Dari eksternal, menurut Ibrahim sentimen datang dari sebagian besar trader yang tetap bias terhadap dolar AS setelah sinyal dovish dari Swiss National Bank dan Bank of England mematok greenback sebagai satu-satunya mata uang dengan imbal hasil tinggi dan risiko rendah.
Baca Juga
Antisipasi terhadap data indeks harga PCE utama yang merupakan ukuran inflasi pilihan The Fed dan komentar dari pejabat tinggi The Fed akhir pekan ini juga mendorong aliran dana ke dollar, terutama karena para pedagang menunggu lebih banyak isyarat mengenai penurunan suku bunga AS.
Selain itu, komentar dari anggota dewan BOJ Naoki Tamura, yang mengatakan bahwa bank sentral harus melanjutkan kebijakan ultra-longgar secara perlahan dan terus-menerus dalam beberapa bulan mendatang.

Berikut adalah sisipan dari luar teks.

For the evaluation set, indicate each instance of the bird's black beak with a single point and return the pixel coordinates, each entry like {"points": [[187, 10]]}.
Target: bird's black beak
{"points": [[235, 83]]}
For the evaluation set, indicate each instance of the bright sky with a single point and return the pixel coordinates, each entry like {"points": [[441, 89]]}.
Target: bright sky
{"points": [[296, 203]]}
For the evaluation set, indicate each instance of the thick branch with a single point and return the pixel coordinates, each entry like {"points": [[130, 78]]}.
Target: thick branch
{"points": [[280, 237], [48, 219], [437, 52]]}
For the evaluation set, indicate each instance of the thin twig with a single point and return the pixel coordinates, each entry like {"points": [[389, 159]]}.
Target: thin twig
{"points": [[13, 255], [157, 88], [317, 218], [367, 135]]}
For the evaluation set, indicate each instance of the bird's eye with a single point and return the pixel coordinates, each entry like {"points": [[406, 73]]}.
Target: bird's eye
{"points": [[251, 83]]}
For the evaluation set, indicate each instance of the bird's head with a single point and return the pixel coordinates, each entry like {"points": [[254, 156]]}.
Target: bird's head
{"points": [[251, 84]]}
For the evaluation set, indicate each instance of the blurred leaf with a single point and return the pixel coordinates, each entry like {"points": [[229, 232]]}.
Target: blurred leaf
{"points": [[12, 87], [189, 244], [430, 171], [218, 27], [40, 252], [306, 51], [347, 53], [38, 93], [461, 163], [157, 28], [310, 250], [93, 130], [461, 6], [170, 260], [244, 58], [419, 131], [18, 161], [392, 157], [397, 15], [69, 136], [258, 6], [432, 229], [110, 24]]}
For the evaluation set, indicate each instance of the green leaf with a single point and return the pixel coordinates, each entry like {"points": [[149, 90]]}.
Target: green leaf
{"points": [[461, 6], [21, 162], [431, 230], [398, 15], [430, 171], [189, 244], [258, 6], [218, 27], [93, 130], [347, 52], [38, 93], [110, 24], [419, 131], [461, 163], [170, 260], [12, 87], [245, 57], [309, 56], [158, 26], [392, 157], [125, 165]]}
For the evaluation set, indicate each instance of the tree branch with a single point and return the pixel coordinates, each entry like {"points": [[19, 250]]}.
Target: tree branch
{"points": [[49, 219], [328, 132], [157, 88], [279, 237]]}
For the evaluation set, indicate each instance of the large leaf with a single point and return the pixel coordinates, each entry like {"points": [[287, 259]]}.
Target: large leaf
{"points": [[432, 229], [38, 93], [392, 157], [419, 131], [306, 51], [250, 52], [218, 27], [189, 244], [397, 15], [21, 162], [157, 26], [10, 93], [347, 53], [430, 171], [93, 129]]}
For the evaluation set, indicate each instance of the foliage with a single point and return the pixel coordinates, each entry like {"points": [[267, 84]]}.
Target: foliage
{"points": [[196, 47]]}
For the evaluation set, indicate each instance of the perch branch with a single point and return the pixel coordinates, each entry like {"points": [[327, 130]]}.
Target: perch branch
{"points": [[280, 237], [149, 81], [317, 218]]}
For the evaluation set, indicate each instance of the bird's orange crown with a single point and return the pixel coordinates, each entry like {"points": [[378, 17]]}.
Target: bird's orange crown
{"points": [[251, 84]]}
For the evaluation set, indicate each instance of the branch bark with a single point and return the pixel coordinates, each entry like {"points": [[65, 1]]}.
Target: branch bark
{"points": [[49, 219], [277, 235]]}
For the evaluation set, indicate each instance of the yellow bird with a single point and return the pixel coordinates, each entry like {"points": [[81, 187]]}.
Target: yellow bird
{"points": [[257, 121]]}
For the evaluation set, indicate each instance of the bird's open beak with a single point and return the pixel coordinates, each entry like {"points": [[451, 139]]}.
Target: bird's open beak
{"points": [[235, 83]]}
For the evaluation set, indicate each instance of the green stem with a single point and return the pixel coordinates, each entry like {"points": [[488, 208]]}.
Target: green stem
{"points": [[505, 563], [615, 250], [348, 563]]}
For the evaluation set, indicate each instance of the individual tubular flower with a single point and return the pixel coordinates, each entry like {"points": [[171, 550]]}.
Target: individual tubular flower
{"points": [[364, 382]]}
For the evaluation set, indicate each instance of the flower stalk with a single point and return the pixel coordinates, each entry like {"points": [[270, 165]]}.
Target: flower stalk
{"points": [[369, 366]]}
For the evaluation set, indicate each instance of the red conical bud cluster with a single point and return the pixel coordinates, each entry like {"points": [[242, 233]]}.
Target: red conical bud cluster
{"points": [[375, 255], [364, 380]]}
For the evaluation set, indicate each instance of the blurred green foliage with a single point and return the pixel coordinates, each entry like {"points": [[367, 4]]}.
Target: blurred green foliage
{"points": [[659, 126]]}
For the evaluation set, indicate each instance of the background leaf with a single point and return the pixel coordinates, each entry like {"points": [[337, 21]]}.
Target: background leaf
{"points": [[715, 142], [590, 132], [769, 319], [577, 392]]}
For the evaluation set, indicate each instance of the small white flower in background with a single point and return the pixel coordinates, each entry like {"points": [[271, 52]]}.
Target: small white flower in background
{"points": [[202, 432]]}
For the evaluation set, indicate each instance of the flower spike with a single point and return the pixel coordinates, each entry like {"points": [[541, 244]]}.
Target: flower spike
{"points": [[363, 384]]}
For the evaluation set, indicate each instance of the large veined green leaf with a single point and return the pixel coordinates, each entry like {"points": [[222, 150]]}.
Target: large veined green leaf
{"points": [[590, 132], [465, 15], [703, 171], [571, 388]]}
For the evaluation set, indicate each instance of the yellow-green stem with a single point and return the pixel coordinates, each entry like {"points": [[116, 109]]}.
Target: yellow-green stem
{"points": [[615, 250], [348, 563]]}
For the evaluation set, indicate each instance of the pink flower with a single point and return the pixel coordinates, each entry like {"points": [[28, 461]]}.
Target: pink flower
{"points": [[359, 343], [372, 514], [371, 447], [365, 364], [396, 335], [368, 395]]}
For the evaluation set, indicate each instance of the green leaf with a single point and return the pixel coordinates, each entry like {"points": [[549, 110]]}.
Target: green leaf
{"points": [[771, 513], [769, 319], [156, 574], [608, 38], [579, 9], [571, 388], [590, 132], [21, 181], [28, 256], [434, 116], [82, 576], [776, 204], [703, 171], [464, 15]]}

Komentarnya memperkuat dugaan bahwa BOJ akan tetap bersikap dovish dalam waktu dekat.
Dari dalam negeri, Ibrahim melihat sentimen datang dari pemerintahan baru yang akan dipimpin Prabowo Subianto dan Gibran Rakabuming Raka. Ekonom memandang pemerintahan mendatang perlu untuk meramu sejumlah strategi dalam rangka mencapai target pertumbuhan ekonomi sebesar 6%-7%.
Untuk mengejar target pertumbuhan ekonomi 6%-7%, tidak cukup jika pemerintahan mendatang hanya melanjutkan program pemerintah saat ini.
"Banyak pekerjaan rumah di bidang ekonomi yang justru perlu perbaikan. Pasalnya, selama pemerintahan era Jokowi, pertumbuhan ekonomi stagnan pada level 5%, bahkan dengan kecenderungan menurun," tutur Ibrahim.